Jarc e la Lista per Doberdò sfida la sinistra di Vizintin «Bisogna voltare pagina»

«C’è tanto lavoro lasciato indietro, ma insieme possiamo farcela». È lo slogan lanciato dalla Lista per Doberdò-Lista za Doberdob presentata ai cittadini l’altra sera all’agriturismo Dolince. Una formazione civica che propone come candidato sindaco Aldo Jarc e vuole contrastare l’uscente Fabio Vizintin di Unità Cittadina-Obcinska Enotnost. La Lista per Doberdò, a differenza del cartello di Vizintin che si dice fieramente di sinistra, abbraccia diverse anime della società di Doberdò, con portatori di varie esperienze. Jarc, di professione designer grafico, da sempre dedica molto del suo tempo libero al volontariato del paese e l’altra sera si è presentato assieme ai nove candidati consiglieri Tamara Podversig, Emanuela Trampuz, Savina Zbogar, Marco Peric, Marko Jarc, Andrej Terpin, Maurizio Peric, Dario Bertinazzi, Mariano Juan Brecelj. Il tutto tenuto a battesimo dalla candidata alle Europee Martina Valentincic, di San Floriano del Collio, che si presenta con la Südtiroler Volkspartei.

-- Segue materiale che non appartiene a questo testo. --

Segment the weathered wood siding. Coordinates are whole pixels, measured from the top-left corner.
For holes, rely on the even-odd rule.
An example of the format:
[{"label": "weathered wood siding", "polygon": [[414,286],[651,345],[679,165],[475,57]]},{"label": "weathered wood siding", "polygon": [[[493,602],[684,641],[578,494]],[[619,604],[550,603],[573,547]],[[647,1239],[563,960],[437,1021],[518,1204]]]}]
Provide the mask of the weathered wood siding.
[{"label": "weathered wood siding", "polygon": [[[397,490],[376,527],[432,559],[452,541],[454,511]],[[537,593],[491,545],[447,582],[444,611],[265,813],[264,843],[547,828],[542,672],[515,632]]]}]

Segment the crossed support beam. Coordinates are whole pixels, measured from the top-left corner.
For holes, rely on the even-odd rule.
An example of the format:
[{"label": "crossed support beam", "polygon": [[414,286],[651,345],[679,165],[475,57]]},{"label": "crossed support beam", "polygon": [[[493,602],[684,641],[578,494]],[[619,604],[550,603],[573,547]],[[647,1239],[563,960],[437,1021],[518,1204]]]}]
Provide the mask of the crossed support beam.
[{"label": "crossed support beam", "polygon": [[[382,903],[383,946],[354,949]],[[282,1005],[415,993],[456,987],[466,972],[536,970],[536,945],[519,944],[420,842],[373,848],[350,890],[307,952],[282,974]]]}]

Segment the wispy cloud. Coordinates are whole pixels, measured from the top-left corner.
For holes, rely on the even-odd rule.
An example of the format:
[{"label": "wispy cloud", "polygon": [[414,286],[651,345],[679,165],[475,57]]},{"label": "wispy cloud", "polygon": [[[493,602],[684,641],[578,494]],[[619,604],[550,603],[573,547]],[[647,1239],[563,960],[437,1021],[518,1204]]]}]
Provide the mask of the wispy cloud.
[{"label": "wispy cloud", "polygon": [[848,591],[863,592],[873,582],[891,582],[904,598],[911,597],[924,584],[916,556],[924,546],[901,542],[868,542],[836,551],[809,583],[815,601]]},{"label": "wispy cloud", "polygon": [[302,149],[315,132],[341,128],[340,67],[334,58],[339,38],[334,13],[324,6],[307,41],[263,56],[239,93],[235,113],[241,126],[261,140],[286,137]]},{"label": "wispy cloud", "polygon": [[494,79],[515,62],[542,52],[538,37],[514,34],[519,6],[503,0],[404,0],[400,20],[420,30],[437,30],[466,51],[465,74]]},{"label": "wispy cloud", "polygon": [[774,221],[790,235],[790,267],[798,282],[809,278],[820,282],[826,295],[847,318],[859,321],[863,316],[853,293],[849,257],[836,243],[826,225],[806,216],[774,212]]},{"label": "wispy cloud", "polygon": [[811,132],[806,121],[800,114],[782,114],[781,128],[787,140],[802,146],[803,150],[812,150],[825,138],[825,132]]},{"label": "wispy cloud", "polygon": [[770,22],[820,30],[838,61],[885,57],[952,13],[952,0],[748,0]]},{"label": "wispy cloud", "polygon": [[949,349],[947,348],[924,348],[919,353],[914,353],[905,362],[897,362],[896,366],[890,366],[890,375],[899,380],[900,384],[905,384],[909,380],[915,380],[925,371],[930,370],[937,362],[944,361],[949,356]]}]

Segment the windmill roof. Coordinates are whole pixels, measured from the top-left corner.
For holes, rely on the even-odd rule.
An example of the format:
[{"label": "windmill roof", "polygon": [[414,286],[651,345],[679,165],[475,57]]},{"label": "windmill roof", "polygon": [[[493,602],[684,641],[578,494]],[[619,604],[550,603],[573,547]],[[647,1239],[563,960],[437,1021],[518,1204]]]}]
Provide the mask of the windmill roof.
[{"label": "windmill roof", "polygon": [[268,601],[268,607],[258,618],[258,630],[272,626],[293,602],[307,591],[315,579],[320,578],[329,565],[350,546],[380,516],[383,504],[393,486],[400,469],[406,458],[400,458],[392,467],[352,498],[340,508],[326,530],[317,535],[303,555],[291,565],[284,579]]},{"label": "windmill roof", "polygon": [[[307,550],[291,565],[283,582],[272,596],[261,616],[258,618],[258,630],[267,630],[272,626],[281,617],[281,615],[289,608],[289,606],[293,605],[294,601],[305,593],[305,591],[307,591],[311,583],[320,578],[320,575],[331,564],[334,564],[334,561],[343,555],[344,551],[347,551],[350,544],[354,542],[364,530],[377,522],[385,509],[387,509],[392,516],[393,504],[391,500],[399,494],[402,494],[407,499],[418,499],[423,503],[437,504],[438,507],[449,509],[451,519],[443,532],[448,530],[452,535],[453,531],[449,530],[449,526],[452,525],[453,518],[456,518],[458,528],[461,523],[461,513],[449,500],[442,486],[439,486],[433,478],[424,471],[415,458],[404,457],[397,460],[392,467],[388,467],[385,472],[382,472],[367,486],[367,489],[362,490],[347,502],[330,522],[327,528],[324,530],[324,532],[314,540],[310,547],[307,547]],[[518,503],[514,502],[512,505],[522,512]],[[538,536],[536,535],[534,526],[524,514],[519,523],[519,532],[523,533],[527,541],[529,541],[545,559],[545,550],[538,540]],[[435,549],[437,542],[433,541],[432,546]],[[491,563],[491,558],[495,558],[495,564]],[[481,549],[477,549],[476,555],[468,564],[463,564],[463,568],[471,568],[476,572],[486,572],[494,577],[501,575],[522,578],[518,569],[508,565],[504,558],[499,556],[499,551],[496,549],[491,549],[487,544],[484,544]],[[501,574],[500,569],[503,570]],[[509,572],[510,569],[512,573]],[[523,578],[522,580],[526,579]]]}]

«I paesi piccoli come i nostri – dice Valentincic – non sono altro che dei cantieri di cooperazione europea. Sono le basi dell’Europa». Nel suo intervento Jarc, invece, ha criticato l’amministrazione comunale uscente auspicando un cambiamento. «Per troppi anni – spiega il candidato sindaco della Lista per Doberdò – l’amministrazione comunale è rimasta immobile, senza risolvere i bisogni reali della gente e i problemi del territorio. Bisogna cominciare a parlare con i cittadini che oramai si sentono abbandonati. Noi abbiamo il compito di voltare pagina e la gente deve sapere che dopo tutto questo tempo ci può essere un cambiamento per il bene della comunità». E qui ha elencato la lunga lista delle inadempienze della giunta Vizintin a cominciare dalle opere pubbliche ferme da un piano regolatore vecchio di 15 anni. Prime fra tutte la tre quarti di marciapiedi che da dieci anni attendono una sistemazione, le fognature, i cimiteri comunali da ampliare perché ormai non c’è più posto. Inoltre sono anni che la scuola media non vede una fine lavori.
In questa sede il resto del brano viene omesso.